# Beginning a Vampire Counts army



## m3rr3k (Oct 14, 2008)

I've got a slaaneshi marine army for 40K & I'm making the jump to fantasy. I've decided to go VC. What recommendations would you give for my first 1250 points?


----------



## Vaz (Mar 19, 2008)

2 Vampires, Corpse Cart, 2 Big Blocks of Skeletons or Zombies, some Black Knights, 3x Wights.

Gives you reasonably hitting power, Magic, and Harrassment.


----------



## squeek (Jun 8, 2008)

The battalion box is a good start according to a number of VC players, I would also suggest you take a look at the VC guide written in An Introduction to the Armies of Warhammer, it is particularly useful when starting a new army.

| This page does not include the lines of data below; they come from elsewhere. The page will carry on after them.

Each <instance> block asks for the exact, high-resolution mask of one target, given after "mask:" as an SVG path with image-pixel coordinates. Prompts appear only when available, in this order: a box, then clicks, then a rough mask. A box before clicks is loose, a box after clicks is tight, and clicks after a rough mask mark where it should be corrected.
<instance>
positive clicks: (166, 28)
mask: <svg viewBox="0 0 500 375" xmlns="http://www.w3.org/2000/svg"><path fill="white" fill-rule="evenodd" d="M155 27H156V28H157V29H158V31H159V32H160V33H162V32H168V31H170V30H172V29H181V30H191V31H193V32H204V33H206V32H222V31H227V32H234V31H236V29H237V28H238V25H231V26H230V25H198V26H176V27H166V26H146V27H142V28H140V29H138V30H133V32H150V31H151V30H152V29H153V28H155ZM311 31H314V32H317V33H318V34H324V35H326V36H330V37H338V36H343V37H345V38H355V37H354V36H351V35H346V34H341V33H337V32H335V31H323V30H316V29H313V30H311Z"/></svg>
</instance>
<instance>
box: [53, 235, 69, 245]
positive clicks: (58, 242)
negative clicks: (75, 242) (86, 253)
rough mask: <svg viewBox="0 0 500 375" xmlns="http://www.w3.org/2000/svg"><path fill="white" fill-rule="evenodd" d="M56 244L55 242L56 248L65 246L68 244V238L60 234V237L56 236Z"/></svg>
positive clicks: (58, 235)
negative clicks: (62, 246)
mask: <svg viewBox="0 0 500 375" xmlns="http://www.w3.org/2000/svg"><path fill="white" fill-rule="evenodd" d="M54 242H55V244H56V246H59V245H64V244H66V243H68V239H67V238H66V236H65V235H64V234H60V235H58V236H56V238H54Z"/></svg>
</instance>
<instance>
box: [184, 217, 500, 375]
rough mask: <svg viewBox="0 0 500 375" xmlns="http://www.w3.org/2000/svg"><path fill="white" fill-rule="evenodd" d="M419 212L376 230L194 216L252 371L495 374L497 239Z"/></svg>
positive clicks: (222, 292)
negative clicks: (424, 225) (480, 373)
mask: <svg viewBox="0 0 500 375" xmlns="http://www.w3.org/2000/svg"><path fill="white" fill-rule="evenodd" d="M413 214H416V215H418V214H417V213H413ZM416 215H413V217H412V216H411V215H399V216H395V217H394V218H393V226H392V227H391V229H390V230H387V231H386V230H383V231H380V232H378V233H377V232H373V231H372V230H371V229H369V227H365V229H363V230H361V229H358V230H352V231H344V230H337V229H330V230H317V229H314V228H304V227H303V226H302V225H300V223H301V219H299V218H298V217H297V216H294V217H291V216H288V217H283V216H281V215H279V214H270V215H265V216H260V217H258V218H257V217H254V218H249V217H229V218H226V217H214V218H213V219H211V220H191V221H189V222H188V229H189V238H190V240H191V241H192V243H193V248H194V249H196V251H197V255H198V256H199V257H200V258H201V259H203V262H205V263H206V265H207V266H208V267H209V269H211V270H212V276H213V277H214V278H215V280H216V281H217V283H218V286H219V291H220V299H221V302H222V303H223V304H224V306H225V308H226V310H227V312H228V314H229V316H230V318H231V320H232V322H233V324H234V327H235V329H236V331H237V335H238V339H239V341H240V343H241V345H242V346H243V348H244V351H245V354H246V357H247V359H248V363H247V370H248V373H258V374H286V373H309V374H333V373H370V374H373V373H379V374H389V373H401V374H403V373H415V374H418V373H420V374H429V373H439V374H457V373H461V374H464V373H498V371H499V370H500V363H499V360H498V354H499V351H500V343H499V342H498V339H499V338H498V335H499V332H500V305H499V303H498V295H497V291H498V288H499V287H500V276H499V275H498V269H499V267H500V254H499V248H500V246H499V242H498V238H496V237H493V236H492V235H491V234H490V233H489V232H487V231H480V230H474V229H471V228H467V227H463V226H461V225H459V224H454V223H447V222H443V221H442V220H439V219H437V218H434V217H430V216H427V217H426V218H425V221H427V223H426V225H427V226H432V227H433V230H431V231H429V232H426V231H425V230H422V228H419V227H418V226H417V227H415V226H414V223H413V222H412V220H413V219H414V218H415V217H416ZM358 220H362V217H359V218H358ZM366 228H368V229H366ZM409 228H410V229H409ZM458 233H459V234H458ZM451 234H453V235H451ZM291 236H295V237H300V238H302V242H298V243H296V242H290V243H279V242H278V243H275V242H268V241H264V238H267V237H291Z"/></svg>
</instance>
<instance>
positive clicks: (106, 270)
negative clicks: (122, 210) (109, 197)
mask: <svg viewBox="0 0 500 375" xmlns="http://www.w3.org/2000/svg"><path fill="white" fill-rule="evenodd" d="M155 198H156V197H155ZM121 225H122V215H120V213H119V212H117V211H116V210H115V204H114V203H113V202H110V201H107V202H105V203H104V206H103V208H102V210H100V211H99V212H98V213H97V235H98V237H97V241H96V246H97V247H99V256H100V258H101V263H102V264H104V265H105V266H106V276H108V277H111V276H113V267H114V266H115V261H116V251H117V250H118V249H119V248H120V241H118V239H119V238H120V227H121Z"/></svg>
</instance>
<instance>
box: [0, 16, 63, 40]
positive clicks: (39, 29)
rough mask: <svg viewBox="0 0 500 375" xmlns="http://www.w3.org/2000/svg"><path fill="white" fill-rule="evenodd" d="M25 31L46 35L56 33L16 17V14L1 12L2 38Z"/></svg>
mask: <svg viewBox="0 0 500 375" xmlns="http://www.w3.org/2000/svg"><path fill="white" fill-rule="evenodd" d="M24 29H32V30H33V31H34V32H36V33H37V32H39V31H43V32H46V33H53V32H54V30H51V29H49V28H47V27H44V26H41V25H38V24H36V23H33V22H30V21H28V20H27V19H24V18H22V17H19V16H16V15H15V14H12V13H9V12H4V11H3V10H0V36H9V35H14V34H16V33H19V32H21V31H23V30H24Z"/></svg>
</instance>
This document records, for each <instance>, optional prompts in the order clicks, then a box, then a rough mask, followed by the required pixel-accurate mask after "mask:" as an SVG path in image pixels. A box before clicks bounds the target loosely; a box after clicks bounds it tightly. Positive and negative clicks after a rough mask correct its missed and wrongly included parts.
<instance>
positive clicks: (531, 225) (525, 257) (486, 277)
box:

I am going to move this to tactics since it isn't really a list - squeek


----------



## Captain Galus (Jan 2, 2008)

Having played a few VC armies, I'd recommend going the combat vampire in a block of black knights route. Grab two necromancers to keep your army going (IoN), but focus on combat. The few times I've played VC I just shut them down with magic phase denial; a VC magic-based army cannot function for long without a magic phase, obviously. Plus, the VC have one of the best hero-level combat characters in the game: The Konrad.


----------



## Pertoleum (Jul 18, 2008)

konrad is amzing at combat but hard to use by beginners

get the battalion it gives u all three of the main core and a corpse cart your gonna want all of those things

one of the great things about vamps is how customizable your vampires are, aslo get some necro or vamps just for magic cause a vampire count army without a great magic phase is a dead (no pun inteded) army


----------